A recente controvérsia em torno dos arquivos de Jeffrey Epstein colocou Donald Trump em rota de colisão com adeptos de teorias da conspiração, parte de sua própria base de apoiadores. Epstein, condenado por crimes sexuais (prostituição, abuso de menores, tráfico de mulheres) e morto por suicídio na prisão em 2019, é o pivô de informações que supostamente poderiam prejudicar a presidência de Trump.
Ironicamente, Trump utilizou a promoção de teorias da conspiração, como as alegações sobre o local de nascimento de Barack Obama e o apoio ao QAnon, para solidificar sua base eleitoral e o movimento MAGA. Agora, essas táticas se voltam contra ele. Durante a campanha de 2024, Trump prometeu divulgar os arquivos do grande júri sobre Epstein, uma promessa que se tornou um grito de guerra para seus apoiadores, que acreditavam que o magnata fora assassinado pelo “Estado Profundo” para proteger figuras proeminentes ligadas a ele. Kash Patel, futuro diretor do FBI na administração Trump, também pressionou pela divulgação.

Trump e Epstein juntos numa das festas do bilionário. Foto: Reprodução Netflix
Em 27 de fevereiro de 2025, a procuradora-geral Pam Bondi e o FBI divulgaram documentos desclassificados sobre a investigação federal da exploração sexual de mais de 250 menores por Epstein. Contudo, grande parte do material já havia sido vazado, alimentando ainda mais as alegações de acobertamento por parte do governo para proteger predadores sexuais influentes. Em 14 de março, Bondi tentou apaziguar os defensores da conspiração ao declarar que a lista de clientes de Epstein estava sendo revisada, junto a outros documentos sensíveis.
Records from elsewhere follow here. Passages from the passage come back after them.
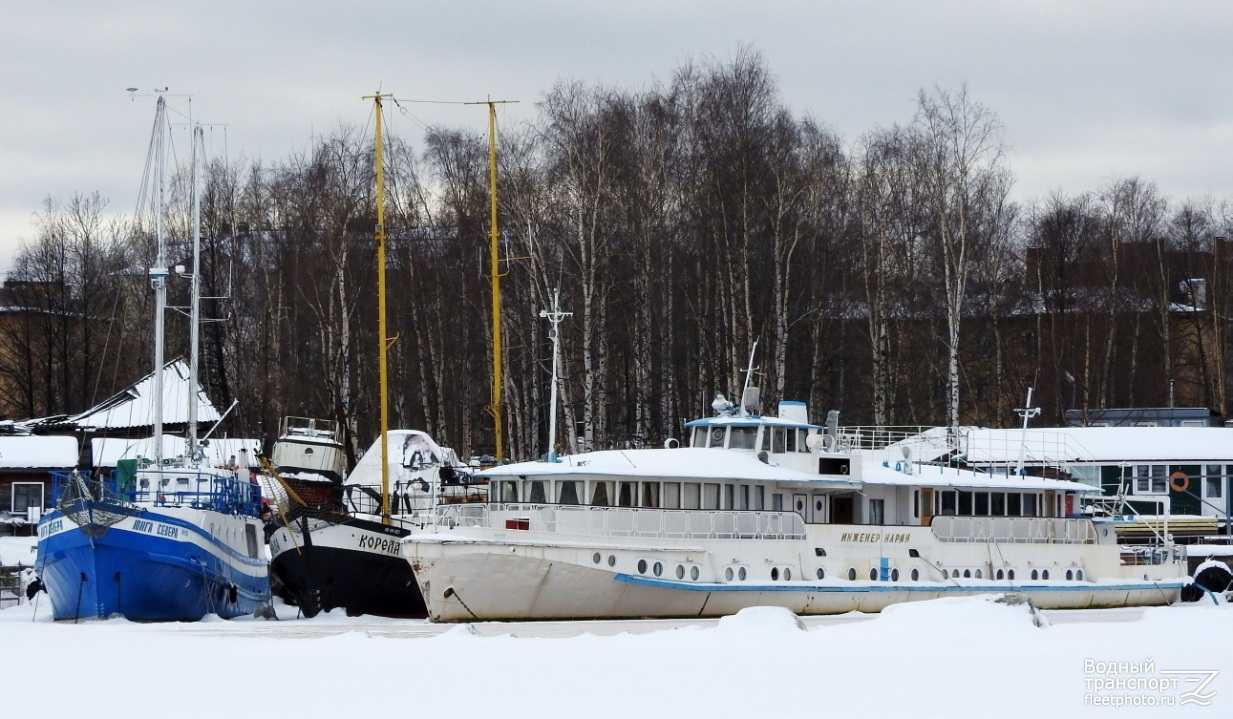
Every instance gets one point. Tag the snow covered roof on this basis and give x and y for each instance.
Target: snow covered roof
(107, 450)
(135, 405)
(683, 463)
(1102, 444)
(37, 451)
As tensões aumentaram em junho, quando Elon Musk sugeriu que Trump estava nos arquivos de Epstein, intensificando a especulação sobre informações prejudiciais. Em 7 de julho de 2025, o Departamento de Justiça e o FBI negaram a existência de uma lista de clientes para chantagem e divulgaram imagens da cela de Epstein, alegando provar seu suicídio. No entanto, uma investigação da Wired revelou adulteração de quase três minutos da fita, descredibilizando as alegações de transparência.
Essa falha em suprimir as alegações de acobertamento gerou uma forte reação entre os apoiadores do MAGA, incluindo políticos de extrema direita como Marjorie Taylor Greene e o presidente da Câmara, Mike Johnson, que se uniram ao clamor por mais divulgação. Os democratas, vislumbrando uma oportunidade política, também aderiram à demanda por transparência.
Em resposta, Trump atacou seus próprios apoiadores, chamando-os de “idiotas” e culpando os democratas pela conspiração, exigindo que se concentrassem em outros temas. Sua insistência de que não tinha nada a esconder e seu apoio a Bondi levaram alguns extremistas de direita a suspeitar que ele próprio faz parte do suposto “Estado Profundo”.
A controvérsia foi reacendida quando o Wall Street Journal noticiou um cartão de aniversário de 2003 de Trump para Epstein, com conteúdo sugestivo — uma mulher nua rascunhada de próprio punho numa mensagem de aniversário que terminava com a frase “Feliz aniversário e que cada dia seja mais um maravilhoso segredo”.
Trump respondeu com um processo de difamação de 10 bilhões de dólares, alegando não gostar de desenhar, embora tenha doado vários desenhos no passado.
A pressão pública por toda a documentação da investigação de Epstein cresce. Trump solicitou a divulgação dos depoimentos do grande júri, mas especialistas jurídicos alertam que o material pode ser limitado e sua revisão demorada, o que pode prolongar a questão. Contudo, o processo contra o Wall Street Journal pode abrir novas investigações sobre o relacionamento entre Trump e Epstein.
Enquanto escândalos anteriores, como o vídeo “Access Hollywood” e as acusações de agressão sexual, não abalaram significativamente sua base, a forma como Trump lidou com o caso Epstein está causando desilusão entre alguns de seus apoiadores mais leais. Uma pesquisa Reuters/Ipsos de 17 de julho revelou que 69% dos entrevistados acreditam que o governo federal está ocultando informações sobre os clientes de Epstein, indicando que a confiança em Trump está sendo questionada de uma forma inédita por uma parcela significativa de sua base.